Before the case was made public, other teachers at the school tried to have Silvino removed from Casa Pia after accusations he had raped a young girl at another institution before his transfer, the New York Times reported in 2003.
Silvino was originally brought to work at the school in 1974. Other teachers said within weeks of his arrival there were accusations he had raped boys in Casa Pia's Lisbon campus.
In 1989 he was reportedly expelled from the school, but after a two-year legal battle that went to Portugal's Supreme Court, he was reinstated.
According to prosecutors he picked children out of the school's dormitories and raped them. He also selected children, with the help of the school's doctor, and drove them to the houses of those accused of sexually abusing the children.
He has been sentenced to 18 years for his crimes.
Joao Ferreira Diniz
Joao Ferreira Diniz worked as a doctor for the school.
He helped select the children - usually children who were deaf and unable to speak - who would be sold for sex.
He checked them for sexually transmitted diseases and helped Silvino take them to the clients, it has been reported.
He would drive his red Ferrari to Casa Pia football matches where he also singled out boys to abuse.
During the initial stages of the trial, he reportedly refused to answer some questions about the victims citing "patient-doctor confidentiality".
He was accused of 18 cases of child sexual abuse.
He has been sentenced to seven years in prison.
Manuel Abrantes
Manuel Abrantes is the former ombudsman and deputy director of the Casa Pia school in Lisbon.

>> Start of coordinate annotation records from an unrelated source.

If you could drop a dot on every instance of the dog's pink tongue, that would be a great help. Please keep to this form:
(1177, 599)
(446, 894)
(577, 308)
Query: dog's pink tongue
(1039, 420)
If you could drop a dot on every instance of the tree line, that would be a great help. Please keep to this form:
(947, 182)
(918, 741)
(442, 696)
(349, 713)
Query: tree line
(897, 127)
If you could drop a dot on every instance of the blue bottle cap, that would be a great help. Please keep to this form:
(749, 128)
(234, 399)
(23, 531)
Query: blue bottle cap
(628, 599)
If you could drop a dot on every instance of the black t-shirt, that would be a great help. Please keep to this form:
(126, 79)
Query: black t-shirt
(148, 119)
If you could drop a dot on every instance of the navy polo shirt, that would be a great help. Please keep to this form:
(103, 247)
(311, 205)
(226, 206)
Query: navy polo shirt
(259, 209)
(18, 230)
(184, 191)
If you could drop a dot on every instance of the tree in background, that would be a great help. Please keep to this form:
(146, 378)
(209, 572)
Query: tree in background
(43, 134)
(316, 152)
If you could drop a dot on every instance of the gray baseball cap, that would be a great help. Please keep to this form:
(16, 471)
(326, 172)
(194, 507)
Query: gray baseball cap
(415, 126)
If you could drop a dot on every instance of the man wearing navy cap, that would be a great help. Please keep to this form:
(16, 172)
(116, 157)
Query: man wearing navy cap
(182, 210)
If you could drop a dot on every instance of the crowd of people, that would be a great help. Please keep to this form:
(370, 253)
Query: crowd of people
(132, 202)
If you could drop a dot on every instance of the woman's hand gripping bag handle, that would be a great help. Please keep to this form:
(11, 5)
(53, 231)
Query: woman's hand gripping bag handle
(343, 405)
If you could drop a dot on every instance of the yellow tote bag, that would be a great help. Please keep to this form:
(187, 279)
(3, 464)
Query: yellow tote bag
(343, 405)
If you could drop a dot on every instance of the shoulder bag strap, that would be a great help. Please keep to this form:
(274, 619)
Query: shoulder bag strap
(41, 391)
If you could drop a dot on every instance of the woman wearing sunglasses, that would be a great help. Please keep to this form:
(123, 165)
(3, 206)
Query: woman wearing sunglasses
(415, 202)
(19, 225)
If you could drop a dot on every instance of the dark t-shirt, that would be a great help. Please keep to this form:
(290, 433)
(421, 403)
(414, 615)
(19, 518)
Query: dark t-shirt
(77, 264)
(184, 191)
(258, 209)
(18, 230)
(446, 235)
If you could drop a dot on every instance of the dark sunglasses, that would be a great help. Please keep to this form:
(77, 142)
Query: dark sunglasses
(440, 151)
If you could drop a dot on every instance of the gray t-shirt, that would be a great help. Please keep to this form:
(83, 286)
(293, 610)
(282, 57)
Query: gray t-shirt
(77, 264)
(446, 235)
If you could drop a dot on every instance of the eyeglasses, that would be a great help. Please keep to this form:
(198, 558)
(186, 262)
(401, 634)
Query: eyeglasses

He was accused of 51 cases of abuse, providing children for sex, and embezzlement.
He was convicted of 16 cases of abuse.
At the trial Abrantes told the court he did not believe there was a "cabal" of abusers at work in the institution, but that some "very strange things" had happened, which had been carried out by "strangers".
He said the accusations had ruined his life "instantly".
He was sentenced to five years and nine months in prison.